9割の会社が人事評価制度で失敗する「5つの理由」:新連載(1/2 ページ)
テレワーク全盛の昨今、人事評価制度の運用はさらに難しくなっています。人事評価制度で失敗する企業には共通する特徴がある、というのが筆者の見解です。本連載では、失敗理由を大きく5つに分けて各回で紹介します。
この連載について
今回から、連載「9割の会社が人事評価制度で失敗する理由」をスタートします。人事評価制度に運用側として携わっている方は、大変ショッキングなタイトルと思われたことでしょう。
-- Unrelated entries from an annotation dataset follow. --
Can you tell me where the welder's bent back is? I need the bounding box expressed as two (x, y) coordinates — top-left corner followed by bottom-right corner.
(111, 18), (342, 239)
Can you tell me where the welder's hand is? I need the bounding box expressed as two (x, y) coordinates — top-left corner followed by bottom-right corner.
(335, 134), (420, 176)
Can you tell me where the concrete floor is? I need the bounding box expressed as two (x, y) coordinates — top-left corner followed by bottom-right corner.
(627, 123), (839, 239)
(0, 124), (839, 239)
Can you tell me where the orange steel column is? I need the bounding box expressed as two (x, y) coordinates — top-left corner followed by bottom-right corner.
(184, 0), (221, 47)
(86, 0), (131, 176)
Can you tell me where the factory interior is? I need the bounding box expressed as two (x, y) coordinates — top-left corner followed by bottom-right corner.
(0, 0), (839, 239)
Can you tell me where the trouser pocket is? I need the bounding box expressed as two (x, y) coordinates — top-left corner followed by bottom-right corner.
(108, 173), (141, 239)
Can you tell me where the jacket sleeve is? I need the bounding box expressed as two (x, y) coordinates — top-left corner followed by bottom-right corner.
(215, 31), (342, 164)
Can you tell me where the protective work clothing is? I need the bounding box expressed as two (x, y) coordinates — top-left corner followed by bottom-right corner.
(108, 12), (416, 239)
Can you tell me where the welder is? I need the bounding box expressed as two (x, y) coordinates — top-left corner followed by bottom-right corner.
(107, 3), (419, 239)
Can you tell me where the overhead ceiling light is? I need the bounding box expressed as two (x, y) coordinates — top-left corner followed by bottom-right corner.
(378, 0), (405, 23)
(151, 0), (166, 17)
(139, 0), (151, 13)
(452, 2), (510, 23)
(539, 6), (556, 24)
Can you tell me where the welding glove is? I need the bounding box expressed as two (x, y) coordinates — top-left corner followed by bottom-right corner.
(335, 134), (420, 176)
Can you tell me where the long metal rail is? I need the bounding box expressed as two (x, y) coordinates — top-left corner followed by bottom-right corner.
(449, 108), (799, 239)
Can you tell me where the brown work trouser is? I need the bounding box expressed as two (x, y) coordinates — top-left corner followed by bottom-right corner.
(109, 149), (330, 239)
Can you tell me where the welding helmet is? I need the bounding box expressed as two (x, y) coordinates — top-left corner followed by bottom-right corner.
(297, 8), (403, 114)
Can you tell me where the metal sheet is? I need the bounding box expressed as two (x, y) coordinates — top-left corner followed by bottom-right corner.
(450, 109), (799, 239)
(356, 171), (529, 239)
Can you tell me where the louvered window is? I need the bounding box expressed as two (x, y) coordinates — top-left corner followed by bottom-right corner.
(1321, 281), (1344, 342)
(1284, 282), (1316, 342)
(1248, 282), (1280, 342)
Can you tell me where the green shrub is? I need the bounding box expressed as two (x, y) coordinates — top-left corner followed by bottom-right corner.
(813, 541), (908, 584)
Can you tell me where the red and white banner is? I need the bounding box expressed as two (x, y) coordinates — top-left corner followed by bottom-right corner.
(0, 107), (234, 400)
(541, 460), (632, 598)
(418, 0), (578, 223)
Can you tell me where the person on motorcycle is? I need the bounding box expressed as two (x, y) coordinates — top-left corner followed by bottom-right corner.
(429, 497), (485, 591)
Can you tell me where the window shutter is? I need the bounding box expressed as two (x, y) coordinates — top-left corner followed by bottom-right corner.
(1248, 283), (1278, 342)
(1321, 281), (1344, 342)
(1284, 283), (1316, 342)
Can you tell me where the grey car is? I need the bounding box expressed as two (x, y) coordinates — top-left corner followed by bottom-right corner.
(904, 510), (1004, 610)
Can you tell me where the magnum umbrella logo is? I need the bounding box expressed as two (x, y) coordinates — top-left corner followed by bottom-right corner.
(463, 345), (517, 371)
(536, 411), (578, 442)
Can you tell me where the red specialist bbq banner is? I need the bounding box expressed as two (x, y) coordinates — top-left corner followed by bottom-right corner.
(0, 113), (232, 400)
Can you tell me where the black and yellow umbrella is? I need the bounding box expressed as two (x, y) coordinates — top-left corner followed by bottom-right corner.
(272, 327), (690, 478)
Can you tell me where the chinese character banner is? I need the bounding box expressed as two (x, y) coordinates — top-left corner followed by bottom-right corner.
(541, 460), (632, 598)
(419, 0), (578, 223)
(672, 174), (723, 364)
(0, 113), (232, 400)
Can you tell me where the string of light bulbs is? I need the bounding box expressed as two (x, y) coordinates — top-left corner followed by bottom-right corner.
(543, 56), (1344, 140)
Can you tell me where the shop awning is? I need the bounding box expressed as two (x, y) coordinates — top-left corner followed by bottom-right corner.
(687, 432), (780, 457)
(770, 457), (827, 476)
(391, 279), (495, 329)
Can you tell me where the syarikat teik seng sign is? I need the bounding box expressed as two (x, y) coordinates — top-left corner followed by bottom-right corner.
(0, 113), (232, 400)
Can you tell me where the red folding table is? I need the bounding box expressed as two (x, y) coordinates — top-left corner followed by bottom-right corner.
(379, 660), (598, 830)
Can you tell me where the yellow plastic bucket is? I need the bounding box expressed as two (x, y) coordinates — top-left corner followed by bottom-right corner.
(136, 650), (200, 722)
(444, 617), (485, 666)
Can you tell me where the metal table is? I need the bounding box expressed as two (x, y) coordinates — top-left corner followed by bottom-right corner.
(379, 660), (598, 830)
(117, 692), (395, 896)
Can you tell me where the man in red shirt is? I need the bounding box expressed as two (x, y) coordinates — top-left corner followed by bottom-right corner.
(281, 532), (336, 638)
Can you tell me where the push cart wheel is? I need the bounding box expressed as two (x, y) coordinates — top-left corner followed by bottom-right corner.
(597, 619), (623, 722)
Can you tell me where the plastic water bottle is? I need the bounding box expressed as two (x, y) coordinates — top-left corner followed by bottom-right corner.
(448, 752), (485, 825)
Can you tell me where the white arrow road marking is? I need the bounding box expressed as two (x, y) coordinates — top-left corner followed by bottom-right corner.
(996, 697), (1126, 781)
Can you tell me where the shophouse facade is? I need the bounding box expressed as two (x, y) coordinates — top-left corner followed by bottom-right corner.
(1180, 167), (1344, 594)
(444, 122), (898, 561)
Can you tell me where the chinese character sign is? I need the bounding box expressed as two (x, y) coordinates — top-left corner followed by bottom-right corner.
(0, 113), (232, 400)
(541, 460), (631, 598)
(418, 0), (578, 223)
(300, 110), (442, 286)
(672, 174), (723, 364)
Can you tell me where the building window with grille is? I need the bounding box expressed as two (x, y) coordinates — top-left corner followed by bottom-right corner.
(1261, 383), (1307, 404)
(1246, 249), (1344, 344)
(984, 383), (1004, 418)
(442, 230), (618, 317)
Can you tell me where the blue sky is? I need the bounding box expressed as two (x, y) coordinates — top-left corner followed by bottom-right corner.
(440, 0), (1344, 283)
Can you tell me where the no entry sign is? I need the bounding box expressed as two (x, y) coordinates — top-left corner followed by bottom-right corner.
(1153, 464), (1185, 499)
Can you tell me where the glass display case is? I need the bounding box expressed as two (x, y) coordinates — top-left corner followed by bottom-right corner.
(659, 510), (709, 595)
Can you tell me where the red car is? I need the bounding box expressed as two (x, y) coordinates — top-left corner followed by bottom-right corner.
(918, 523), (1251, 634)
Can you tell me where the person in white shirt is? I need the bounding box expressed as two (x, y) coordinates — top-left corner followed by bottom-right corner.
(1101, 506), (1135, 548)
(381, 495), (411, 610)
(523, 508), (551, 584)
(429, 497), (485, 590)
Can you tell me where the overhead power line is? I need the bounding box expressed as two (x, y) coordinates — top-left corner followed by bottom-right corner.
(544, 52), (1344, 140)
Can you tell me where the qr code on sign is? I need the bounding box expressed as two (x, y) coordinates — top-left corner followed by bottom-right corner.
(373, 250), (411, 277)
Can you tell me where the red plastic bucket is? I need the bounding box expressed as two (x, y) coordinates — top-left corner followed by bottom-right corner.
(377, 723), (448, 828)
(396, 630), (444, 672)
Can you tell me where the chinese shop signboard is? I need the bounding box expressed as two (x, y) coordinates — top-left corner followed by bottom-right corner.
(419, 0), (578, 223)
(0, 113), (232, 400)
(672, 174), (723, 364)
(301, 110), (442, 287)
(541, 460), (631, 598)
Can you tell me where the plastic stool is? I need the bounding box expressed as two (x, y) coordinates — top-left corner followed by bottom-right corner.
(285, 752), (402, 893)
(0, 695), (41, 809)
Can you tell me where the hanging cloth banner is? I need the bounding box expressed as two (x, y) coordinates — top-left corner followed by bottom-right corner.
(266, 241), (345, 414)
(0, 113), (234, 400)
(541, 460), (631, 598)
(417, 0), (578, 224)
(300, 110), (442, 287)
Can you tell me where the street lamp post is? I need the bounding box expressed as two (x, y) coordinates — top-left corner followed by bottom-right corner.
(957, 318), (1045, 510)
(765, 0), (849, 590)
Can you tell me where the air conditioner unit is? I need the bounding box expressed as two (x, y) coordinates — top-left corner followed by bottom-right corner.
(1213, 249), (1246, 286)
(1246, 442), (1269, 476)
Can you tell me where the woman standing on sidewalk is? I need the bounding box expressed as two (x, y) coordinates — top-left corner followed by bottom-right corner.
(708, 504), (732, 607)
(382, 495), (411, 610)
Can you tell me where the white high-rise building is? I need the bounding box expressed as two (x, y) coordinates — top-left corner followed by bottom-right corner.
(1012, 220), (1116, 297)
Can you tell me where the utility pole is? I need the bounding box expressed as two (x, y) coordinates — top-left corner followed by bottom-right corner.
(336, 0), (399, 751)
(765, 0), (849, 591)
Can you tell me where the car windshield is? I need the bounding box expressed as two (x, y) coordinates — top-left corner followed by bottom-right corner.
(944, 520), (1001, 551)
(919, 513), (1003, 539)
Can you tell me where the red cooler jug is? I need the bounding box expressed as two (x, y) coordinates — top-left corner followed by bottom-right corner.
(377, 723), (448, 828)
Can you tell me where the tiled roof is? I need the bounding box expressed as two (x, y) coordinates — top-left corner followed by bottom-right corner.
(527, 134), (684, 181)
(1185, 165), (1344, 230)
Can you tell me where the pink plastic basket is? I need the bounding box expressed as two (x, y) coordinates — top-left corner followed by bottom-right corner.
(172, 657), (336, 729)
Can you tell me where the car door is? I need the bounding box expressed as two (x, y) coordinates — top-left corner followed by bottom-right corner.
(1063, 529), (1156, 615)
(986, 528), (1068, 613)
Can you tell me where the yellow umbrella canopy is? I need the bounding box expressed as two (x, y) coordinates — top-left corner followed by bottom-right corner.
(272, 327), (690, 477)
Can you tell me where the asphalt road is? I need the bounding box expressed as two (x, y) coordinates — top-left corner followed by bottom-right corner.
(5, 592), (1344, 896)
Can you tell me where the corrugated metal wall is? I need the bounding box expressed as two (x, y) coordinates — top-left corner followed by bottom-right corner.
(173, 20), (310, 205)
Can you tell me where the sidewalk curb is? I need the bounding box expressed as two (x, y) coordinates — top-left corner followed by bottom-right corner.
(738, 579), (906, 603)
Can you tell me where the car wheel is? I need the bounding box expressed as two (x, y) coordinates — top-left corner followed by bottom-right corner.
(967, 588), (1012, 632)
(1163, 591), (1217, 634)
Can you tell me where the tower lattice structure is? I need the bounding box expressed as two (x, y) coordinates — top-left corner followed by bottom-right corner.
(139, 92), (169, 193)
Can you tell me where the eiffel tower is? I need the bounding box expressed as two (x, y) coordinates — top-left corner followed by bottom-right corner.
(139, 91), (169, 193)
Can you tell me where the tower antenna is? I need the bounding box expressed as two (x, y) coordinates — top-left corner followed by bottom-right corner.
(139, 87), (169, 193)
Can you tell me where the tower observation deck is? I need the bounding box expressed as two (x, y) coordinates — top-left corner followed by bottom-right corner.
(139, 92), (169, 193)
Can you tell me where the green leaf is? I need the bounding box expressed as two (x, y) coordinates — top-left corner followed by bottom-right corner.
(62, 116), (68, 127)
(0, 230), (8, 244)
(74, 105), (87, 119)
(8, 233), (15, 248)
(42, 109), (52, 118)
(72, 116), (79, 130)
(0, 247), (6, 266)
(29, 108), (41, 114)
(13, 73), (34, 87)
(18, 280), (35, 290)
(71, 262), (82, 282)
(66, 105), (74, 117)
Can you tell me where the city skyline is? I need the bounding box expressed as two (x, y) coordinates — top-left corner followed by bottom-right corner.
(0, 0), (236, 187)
あるいは、現場で評価を受ける側(被評価者)には、「うんうん」と大きくうなずいた方もいるかもしれません。
本連載は、拙著「9割の会社が人事評価制度で失敗する理由」(あさ出版)をベースに、最新の傾向を踏まえ一部内容をアップデートしつつ、連載用にコンパクトにまとめたものになります。
どちらかというと、初めて人事評価制度の導入について検討する、主に中小企業の経営者・人事担当者の方をイメージした内容ですが、中小企業での問題は、中堅・大手企業でも共通する普遍的な課題であることが多く、既に制度を運用している企業であっても、見直し・改善に役立てていただけると思います。
書籍は、筆者が人事コンサルタントとして実際に担当した企業の事例をストーリー形式で紹介する内容になっていますので、ぜひ手に取ってみてください。
勤務先の人事評価制度 満足度はわずか4.4%!?
「9割の会社が人事評価制度で失敗」と聞くと、少々乱暴に聞こえるかもしれませんが、企業の人事評価制度の改善に日々携わっている立場からすると、まんざら言いすぎとも思えない現実があります。
「失敗」をどう定義するかによっても印象が異なるでしょうが、仮に「多くの従業員が自社の人事評価制度について満足(=自身に対する評価結果と評価のプロセスについて好意的に評価)しており、人事評価制度の活用が企業文化として根付いている状態」を成功と捉えるのであれば、大半の企業における人事評価制度の実態は程遠いものです。
アデコが2018年に実施した「『人事評価制度』に関する意識調査」によれば、「勤務先の人事評価制度に満足しているか」という問いに対し、明確に「満足」と回答した割合はわずか4.4%となっています(図表1を参照)。
「どちらかというと満足」という回答まで含めると37.7%まで引きあがるものの、それでも過半数には届きません。評価者・被評価者別でみると、被評価者の方が35.7%とさらに低いです。
また「勤務先の人事評価制度を見直す必要があるか」という問いに対し、実に77.6%が「見直す必要がある」と回答しています(図表2)。
他の人事評価制度に対するアンケート調査でも、大まかにいえば、同様の傾向を示しており、いかに人事評価制度が不満を引き起こしやすく、失敗につながりやすいか(逆にいえば満足度を上げにくいか)ということが伺えます。
テレワーク下でさらに高まる、企業の人事評価制度に対する関心
上記のような実態に加え、テレワーク全盛の昨今ではさらに人事評価制度の運用が難しくなってきているといえます。評価をする側が評価を受ける側の仕事ぶりや成果を客観的に判断することが物理的に難しくなってきているからです。
HR総研が21年に実施した「テレワーク下における人事評価の実態調査」によれば、「テレワーク下では人事評価が出社時よりも困難であると感じるか」という問いに対して、74%が「そう思う」と回答しています(図表3を参照。正確には「非常にそう思う」が18%、「ややそう思う」が56%)。
テレワーク下で人事評価を行うにあたっての具体的な課題としては、「勤務態度を実際に見ることができない」「他のチームメンバーとのコミュニケーションの状況が分からない」といった項目が並びます(図表4を参照)。
もっとも、これらの課題はテレワークが浸透する以前から人事評価制度運用の課題として挙げられてきた内容ではあります。ただテレワークが進むにつれ、これまで人事評価を行うにあたって参考にしてきた情報を入手する機会が減少し、さらに人事評価制度の運用が難しくなってきている、といった事情が伺えます。
人事評価制度で失敗する企業には共通する特徴がある、というのが筆者の見解です。テレワーク下で人事評価が難しくなってきていることは現象面の一つにすぎないものの、従来よりも企業が人事評価制度で失敗しやすい環境になってきており、テレワークがその要因の一つになっていることは否定できません。
あらためて、企業が人事評価制度で成功するためには、逆に失敗する理由を体系的に理解した上で、自社の状態に合わせて正しく対策を行うという視点が不可欠です。このことは、テレワーク下における人事評価制度運用でも同様です。